Archaeologists have long believed that food production developed worldwide much the way it did in the Near East: as climate changes made wild grains less available, hunters and gatherers settled in villages and relatively quickly domesticated plants and then, over the next few thousand years, animals (Grigson, 1991, p. 119). However, recent genetic studies and excavations in Africa suggest that the patterns of domestication there were strikingly different (Abdulhamid, 2015, p. 27). This new research, emerging in the last few years in academic books and articles, shows that in Africa, wild cattle were domesticated several thousand years before plants, and that farming and herding spread patchily and slowly across the continent (Di Lernia et al., 2013, p. 2).
While the first undisputed remains of domesticated cattle appear in the African archaeological record about 5900 B.C. at a site in Chad, other studies suggest that cattle were domesticated in the same region as early as 9,000 years ago (Grigson, 1991, p. 139). A study of African cattle published in the journal Science in 2002 suggested that cattle were domesticated independently in Africa, rather than being imported from the Near East, as they were across most of Europe and Asia (Hanotte et al., 2002, p. 336).

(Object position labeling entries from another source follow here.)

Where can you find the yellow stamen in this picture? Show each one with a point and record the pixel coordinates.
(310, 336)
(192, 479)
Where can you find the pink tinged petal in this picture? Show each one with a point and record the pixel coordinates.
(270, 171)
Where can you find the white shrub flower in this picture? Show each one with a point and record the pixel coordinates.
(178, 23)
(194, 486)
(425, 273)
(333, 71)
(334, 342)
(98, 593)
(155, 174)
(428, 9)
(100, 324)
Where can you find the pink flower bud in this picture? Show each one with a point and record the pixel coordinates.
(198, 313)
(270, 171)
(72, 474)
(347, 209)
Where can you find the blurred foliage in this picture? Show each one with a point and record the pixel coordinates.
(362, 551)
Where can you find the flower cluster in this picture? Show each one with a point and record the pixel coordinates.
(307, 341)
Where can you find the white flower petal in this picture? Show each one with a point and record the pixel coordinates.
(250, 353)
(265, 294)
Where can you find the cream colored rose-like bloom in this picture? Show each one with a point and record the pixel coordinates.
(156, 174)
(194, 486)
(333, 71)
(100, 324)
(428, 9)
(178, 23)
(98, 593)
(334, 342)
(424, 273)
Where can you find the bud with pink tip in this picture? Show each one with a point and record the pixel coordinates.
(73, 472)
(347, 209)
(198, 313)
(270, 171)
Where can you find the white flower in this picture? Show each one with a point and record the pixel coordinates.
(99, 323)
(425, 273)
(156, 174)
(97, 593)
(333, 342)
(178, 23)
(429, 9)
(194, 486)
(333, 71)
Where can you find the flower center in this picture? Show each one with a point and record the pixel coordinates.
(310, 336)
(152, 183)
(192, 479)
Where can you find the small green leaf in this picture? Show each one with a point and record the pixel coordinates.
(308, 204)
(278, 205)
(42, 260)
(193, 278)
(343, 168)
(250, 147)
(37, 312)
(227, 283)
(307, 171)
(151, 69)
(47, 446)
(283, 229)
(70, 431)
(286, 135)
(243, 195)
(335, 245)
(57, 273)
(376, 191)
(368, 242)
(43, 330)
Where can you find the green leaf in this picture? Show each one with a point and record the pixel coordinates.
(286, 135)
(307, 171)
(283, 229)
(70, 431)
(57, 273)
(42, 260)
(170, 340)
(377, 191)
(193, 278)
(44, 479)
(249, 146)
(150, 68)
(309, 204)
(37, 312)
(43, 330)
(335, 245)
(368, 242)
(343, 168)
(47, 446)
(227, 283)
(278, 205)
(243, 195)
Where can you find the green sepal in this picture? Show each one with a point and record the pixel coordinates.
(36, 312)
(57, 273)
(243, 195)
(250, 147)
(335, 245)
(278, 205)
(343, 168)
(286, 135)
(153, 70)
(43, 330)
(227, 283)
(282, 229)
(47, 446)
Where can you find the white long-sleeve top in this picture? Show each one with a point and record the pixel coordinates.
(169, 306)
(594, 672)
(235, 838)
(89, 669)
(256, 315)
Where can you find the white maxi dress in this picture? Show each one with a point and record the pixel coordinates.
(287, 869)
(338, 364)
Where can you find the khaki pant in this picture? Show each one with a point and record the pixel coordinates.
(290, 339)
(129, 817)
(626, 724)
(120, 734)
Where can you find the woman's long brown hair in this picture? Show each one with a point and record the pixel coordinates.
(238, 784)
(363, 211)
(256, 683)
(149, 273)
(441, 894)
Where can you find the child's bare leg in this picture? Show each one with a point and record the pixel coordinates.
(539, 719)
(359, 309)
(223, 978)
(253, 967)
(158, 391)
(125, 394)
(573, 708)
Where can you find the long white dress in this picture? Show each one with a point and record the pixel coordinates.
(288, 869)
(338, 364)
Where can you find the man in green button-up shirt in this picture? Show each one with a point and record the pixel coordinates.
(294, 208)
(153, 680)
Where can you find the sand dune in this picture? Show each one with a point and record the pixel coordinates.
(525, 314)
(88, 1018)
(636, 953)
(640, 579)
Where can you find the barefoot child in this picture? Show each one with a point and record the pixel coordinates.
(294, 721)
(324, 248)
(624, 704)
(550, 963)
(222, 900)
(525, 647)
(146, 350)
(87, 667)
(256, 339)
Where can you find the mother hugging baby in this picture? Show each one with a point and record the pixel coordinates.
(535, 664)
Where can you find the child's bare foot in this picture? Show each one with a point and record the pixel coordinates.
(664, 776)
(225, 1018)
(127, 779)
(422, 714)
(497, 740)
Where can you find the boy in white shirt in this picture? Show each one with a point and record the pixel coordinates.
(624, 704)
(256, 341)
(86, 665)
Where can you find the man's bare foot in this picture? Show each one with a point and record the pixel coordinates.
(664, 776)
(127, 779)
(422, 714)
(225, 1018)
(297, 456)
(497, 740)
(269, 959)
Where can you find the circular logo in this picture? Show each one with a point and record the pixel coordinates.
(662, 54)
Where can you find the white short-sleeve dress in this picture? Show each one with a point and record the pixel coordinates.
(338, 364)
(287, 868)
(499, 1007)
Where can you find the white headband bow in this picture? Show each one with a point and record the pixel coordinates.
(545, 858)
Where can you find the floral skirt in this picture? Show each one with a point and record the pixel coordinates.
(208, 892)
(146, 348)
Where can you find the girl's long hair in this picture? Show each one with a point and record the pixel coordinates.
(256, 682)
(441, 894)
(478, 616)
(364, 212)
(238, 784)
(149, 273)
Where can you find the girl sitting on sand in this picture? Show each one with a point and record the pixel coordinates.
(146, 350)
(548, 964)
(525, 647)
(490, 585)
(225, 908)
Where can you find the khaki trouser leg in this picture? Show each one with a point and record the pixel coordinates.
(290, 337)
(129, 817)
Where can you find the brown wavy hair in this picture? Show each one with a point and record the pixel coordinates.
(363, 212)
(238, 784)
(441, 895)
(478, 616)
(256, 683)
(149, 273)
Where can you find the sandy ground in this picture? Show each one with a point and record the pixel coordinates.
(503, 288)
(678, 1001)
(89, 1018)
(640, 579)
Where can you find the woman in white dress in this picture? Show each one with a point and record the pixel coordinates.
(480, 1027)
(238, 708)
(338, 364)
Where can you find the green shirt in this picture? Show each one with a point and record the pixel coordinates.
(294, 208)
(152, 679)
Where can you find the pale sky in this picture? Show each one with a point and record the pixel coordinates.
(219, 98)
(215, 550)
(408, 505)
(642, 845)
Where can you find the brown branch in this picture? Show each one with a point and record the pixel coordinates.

The first pastoralists in Africa, who traveled with domesticated cattle, had probably captured wild animals at first to provide insurance as the Sahara, then partly covered in grassland, began to dry (Abdulhamid, 2015, p. 46). They moved south to savannas to find moister conditions (Di Lernia et al., 2013, p. 5). These cattle-assisted hunter-gatherers took milk, blood, and meat from their animals (Grigson, 1991, p. 140). Some pastoralists began to worship cattle, burying them in elaborate graves (Abdulhamid, 2015, p. 49).
At sites across the Sahara, cattle images appear in rock art (Di Lernia et al., 2013, p. 8). Pastoralism gradually spread west across the southern Sahara, and then south, reaching the equator around 2000 B.C. and South Africa by the first centuries A.D. (Grigson, 1991, p. 141). Like the hunter-gatherers with whom they shared their environment, pastoralists made great use of the abundant wild African grasses growing in the savanna, but did not plant them (Abdulhamid, 2015, p. 50). Both groups also made ceramics, an innovation that in the Near East came only with settled agricultural villages (Di Lernia et al., 2013, p. 10).
References
Grigson, C. (1991). An African origin for African cattle? — some archaeological evidence. The African Archaeological Review, 9, 119-139.
Abdulhamid, L. A. (2015). Artistic styles in the engravings of the ancient rock art in Wadi al Baqar (Valley of Cows) in the Sahara Desert in Libya. University of Newcastle.
Di Lernia, S., et al. (2013). Inside the "African Cattle Complex": Animal Burials in the Holocene Central Sahara. PLOS ONE, 8(2), e56879.
Hanotte, O., et al. (2002). African pastoralism: Genetic imprints of origins and migrations. Science, 296(5566), 336-339.
Marshall, F. (2000). The origins of African pastoralism. Journal of Anthropological Archaeology, 19(2), 163-187.
Smith, A. B. (2005). African herders: Emergence of pastoral traditions. Walnut Creek, CA: AltaMira Press.